Melissa D - A Bad Reaction: A Case Study in Immunology

Lesson Plan for High School Biology

Duration: 45 minutes

Case Studies found at:

Principle(s) Investigated:

Students will be able to illustrate the various roles of immune cells, the physiology of anaphylaxis, and the function of antibodies in immune physiology. The case involves concepts related to histocompatibilities, organ donation, and organ rejection.

California Content Standards Addressed:

10. Organisms have a variety of mechanisms to combat disease. As a basis for understanding the human immune response:

            b.  Students know the role of antibodies in the body’s response to infection.

e.  Students know why an individual with a compromised immune system (for example, a person with AIDS) may be unable to fight off and survive infections by microorganisms that are usually benign.
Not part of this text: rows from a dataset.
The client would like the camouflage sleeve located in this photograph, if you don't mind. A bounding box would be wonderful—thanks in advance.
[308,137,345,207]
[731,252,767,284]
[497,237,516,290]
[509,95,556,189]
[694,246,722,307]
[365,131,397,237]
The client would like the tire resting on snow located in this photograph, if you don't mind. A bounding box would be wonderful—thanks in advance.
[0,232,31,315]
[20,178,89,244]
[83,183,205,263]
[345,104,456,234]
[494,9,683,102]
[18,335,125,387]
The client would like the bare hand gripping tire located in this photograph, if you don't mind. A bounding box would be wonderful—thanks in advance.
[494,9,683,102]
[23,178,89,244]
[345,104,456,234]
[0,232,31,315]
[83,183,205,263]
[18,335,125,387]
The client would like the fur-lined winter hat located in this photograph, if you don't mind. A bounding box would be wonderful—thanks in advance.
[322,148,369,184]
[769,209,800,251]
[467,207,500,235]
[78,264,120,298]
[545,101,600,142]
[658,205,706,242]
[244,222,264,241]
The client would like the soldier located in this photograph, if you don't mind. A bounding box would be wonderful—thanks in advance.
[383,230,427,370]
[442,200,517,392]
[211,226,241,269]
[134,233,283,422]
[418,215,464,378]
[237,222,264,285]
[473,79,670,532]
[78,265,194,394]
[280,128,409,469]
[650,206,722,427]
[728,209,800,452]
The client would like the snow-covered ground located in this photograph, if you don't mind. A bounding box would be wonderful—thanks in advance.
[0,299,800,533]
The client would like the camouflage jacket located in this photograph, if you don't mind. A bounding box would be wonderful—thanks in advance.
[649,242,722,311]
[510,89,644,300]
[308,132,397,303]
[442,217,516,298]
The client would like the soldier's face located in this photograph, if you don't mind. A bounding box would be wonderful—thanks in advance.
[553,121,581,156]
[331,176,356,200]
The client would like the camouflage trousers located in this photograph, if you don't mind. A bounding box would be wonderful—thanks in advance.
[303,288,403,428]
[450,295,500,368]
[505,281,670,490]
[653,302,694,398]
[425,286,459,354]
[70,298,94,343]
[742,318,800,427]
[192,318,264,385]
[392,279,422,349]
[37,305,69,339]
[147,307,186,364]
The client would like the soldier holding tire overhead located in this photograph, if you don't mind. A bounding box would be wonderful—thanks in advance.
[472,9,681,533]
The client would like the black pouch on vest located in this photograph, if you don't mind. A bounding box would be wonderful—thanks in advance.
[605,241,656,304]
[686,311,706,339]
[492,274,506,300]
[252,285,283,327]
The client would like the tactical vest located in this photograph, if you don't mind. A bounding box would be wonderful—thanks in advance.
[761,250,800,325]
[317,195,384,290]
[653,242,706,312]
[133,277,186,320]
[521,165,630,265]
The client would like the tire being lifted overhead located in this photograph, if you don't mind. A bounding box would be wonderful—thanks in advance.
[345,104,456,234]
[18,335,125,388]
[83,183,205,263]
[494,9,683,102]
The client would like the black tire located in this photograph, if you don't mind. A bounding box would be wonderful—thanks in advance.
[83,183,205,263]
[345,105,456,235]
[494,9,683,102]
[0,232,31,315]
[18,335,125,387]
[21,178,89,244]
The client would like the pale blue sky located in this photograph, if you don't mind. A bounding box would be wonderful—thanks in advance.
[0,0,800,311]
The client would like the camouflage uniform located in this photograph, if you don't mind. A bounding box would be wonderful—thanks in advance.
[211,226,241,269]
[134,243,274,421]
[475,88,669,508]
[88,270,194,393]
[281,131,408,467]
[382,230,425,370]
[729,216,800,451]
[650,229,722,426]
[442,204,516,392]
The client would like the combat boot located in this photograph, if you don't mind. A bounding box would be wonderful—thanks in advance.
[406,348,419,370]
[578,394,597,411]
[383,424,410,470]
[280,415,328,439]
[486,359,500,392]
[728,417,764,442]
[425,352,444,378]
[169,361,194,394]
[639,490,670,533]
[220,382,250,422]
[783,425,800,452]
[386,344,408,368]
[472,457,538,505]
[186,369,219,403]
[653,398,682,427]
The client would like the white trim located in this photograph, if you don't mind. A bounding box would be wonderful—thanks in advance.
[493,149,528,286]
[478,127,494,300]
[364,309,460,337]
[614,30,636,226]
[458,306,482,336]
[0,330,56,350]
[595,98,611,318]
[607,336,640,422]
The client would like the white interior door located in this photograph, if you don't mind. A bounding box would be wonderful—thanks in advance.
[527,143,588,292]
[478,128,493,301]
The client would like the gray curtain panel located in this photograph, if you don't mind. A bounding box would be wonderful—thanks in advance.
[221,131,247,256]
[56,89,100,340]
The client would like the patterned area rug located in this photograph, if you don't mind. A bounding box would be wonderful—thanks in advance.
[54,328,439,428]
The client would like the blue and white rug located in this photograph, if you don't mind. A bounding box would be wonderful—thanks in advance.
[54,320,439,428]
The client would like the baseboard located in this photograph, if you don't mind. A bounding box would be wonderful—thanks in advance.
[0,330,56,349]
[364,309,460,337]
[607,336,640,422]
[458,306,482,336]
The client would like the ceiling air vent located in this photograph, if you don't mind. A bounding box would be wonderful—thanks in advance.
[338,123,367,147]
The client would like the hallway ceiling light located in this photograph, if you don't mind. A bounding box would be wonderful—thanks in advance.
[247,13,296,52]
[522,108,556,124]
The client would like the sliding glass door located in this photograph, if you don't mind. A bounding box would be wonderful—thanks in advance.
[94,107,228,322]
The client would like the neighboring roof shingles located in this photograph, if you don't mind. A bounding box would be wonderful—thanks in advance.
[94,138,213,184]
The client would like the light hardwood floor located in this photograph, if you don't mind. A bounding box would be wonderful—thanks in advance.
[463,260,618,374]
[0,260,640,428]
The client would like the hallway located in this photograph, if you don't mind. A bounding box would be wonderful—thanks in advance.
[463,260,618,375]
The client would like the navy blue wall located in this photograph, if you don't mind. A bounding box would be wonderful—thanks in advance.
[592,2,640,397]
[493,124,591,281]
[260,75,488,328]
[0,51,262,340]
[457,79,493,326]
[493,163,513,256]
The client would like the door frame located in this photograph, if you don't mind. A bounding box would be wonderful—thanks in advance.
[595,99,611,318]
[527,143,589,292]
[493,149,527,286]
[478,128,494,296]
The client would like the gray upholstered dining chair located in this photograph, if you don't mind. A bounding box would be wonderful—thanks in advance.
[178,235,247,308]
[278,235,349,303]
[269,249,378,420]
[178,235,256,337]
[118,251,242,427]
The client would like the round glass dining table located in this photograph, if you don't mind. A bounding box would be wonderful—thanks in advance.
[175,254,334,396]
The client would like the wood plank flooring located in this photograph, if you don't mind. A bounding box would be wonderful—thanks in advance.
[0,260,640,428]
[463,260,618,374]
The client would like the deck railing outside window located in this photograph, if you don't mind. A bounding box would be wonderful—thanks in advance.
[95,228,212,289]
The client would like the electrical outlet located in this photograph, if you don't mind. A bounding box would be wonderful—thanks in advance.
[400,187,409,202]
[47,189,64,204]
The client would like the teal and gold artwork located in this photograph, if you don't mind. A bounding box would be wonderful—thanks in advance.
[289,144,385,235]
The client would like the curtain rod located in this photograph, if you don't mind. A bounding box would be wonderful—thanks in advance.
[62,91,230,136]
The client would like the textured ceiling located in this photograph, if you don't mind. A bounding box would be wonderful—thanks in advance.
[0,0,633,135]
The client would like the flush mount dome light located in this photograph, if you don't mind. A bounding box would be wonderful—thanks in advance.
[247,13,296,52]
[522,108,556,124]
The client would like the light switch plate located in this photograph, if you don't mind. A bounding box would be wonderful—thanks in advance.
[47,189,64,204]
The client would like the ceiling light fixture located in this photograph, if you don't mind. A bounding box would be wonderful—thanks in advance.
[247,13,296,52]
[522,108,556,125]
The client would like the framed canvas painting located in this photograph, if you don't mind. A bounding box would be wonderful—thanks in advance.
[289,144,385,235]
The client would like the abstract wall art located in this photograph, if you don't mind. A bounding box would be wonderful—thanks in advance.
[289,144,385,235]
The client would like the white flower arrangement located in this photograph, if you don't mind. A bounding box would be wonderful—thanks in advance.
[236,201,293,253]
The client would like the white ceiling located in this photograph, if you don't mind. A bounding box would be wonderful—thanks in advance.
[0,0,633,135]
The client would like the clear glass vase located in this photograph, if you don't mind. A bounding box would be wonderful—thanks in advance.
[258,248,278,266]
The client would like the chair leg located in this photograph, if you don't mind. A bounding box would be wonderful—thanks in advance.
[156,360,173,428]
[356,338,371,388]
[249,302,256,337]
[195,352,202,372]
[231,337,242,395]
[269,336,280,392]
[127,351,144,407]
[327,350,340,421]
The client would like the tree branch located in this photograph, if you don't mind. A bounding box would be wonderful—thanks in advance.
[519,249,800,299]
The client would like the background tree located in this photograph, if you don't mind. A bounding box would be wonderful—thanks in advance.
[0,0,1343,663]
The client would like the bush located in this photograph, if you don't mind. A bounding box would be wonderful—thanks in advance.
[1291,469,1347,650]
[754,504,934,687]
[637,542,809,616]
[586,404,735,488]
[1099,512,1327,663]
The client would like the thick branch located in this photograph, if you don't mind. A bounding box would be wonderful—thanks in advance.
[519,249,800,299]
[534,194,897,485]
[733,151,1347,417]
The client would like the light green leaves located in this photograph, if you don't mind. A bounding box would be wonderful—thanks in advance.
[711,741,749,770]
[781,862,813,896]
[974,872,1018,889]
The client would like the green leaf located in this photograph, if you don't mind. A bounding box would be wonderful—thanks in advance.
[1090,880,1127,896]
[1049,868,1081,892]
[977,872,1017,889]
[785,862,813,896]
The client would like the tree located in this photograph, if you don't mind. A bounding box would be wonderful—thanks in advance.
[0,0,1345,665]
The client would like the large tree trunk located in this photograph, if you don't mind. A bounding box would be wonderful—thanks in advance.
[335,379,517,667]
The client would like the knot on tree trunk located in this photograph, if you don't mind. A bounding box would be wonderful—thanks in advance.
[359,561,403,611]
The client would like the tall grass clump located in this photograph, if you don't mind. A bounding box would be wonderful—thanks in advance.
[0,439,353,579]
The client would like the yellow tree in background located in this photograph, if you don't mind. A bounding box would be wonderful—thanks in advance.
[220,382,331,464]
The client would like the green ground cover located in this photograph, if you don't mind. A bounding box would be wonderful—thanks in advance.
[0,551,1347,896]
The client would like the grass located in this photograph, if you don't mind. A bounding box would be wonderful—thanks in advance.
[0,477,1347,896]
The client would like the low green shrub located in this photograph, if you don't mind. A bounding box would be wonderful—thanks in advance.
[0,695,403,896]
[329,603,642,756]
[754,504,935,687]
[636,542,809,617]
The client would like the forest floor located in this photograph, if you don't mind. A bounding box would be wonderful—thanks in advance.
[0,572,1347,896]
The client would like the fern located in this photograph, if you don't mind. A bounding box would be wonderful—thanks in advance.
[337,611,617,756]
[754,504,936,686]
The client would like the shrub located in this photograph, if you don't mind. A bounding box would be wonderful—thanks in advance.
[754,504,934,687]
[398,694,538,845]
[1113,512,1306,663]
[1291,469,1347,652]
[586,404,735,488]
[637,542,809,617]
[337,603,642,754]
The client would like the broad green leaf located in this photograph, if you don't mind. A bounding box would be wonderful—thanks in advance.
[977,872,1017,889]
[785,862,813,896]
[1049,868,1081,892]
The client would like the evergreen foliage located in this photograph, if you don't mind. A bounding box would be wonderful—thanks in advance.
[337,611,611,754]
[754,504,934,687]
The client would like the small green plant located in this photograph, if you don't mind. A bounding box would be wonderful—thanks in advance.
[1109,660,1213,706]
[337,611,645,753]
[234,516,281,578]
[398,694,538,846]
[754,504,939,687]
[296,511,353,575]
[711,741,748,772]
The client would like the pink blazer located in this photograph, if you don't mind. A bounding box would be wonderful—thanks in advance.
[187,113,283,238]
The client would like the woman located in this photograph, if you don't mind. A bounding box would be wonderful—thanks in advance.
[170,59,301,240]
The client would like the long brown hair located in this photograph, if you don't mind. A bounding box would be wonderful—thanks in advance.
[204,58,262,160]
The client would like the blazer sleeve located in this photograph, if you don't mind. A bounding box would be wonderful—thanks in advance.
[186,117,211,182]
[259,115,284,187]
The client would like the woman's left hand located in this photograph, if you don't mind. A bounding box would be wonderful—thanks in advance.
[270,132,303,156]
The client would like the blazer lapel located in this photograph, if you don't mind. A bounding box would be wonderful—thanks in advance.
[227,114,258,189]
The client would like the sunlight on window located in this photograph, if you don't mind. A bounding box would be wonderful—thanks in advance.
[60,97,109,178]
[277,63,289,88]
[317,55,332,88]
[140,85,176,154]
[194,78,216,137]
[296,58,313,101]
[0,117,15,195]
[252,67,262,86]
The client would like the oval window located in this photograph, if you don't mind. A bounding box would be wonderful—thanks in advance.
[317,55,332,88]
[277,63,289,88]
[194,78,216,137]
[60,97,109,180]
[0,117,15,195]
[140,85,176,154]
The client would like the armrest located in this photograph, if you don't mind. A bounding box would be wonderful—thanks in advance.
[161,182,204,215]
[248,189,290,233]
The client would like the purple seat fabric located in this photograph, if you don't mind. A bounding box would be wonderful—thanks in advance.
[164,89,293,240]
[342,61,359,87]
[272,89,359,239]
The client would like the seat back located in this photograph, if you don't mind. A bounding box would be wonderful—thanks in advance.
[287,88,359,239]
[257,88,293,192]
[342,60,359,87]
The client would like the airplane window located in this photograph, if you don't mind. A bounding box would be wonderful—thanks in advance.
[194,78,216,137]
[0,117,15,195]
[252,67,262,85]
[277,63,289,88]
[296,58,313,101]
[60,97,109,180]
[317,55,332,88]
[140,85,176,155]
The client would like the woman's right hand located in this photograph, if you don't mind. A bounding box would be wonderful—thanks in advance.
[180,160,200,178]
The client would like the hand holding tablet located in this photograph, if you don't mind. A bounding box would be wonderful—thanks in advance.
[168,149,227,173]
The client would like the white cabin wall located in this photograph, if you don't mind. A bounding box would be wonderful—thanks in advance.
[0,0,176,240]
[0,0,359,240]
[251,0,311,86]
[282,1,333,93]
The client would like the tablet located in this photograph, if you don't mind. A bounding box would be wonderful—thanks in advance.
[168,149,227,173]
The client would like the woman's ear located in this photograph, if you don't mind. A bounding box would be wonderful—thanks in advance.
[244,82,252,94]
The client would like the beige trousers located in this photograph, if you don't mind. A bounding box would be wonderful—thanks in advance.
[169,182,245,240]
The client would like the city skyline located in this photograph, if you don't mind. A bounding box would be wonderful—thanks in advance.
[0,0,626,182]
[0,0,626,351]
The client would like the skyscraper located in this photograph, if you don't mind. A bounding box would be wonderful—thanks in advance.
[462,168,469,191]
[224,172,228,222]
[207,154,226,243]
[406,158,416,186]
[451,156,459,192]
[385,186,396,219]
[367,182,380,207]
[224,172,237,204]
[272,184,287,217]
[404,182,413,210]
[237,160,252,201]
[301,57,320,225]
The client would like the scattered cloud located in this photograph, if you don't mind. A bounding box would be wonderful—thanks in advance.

f.  Students know the roles of phagocytes, B-lymphocytes, and T-lymphocytes in the immune system


  • Copies of the patient records  (enough copies to supply each group with every record)
  • File Folders (Patient #1, Patient #2, Patient #3)
  • Play money (enough to supply each group with $1200); or “credit”
  • Data recording sheets (each group needs a set of data recording sheets)
  • Record description sheets (each group needs a sheet describing each record)


Part I: "Medical Mystery"

  1. Divide class into 6 groups.
  2. Explain to the class that you, the instructor, is the Director of Grants and Research at a local hospital who has hired them as teams of researchers (the groups) to examine the records of the patients in an attempt to uncover the connections.
  3. Provide a brief introduction that includes a review of (this is all the information they get before strategically selecting the case files) :
    1. Project Goals:
        1. You have been awarded a grant in the amount of $1200.
        2. Your research team is to use this grant to cover the costs of examining the case histories of three patients.
        3. Your goal is to make a diagnosis from these records and design a testable experiment that can be used to obtain future funding.
    2. Case Presentations:
        1. Case #1: November 18, 1989 (22-year--old male)                                                            The patient presented to the ER with complaints of nausea, diarrhea, dizziness, and abdominal cramps. Three hours after being admitted, the patient suffered a cardiorespiratory arrest which resulted in cerebral anoxia, coma, and brain death. Multiple organs were procured for transplant and no autopsy was performed.
        2. Case #2: March 2, 1990 (35-year-old male)                                                                  Patient is a recipient of a liver and right kidney transplant from the patient in case #1. Three months after the transplant, the patient presented in the ER with complaints of dizziness, shortness of breath, nausea, and skin rashes. The patient was interviewed (transcripts available). Several tests were run to determine the general health of the patient and the condition of the transplanted organs. NO DIAGNOSIS AT THIS TIME.
        3. Case #3: March 15, 1990 (27-year-old woman)                                                            Patient #3 was called into the ER for assessment in response to the clinical observations made in case #2. Patient #3 is a recipient of a left kidney and pancreas from Patient #1. The patient was interviewed (transcripts available) and a complete physical was done along with assessment of the transplanted organs. There is no apparent manifestations of any illness or disease in this patient at this time.
    3. Diagnosis: (on hand-out)
    4. Experiment Proposal: (on hand-out)
    5. Contents and Cost of Individual Records: (on hand-out)
    6. Evaluation Criteria: (on hand-out)
    7. Time Limitation for Completion: (on hand-out)
  4. Students will begin to organize and develop a strategy for purchasing the records.
  5. Collect the student work at the given time.

Student Prior Knowledge:

Students have the basic understanding of the various components of the immune system, including the various types of immune cells, the concept of antigen and antibody, and the difference between specific and non-specific defenses.


  • Patient #1 has food allergies and consumed a meal that contained all of those foods (medical history and transcript).
  • Patient #1 has many signs and symptoms of anaphylaxis (vitals and blood tests).
  • Patient #2 had a meal with peanuts prior to presenting in the ER (transcript).
  • Patient #2 has some signs of hypersensitivity reaction.
  • Patient #2, who received a combination liver and kidney transplant, probably received the peanut allergy through the liver because Patient #3 also received a kidney and does not show signs of this allergy (she eats peanut butter and jelly sandwiches).
  • Organ rejection does not seem probable since the organ assessments for Patients #2 and #3 are normal.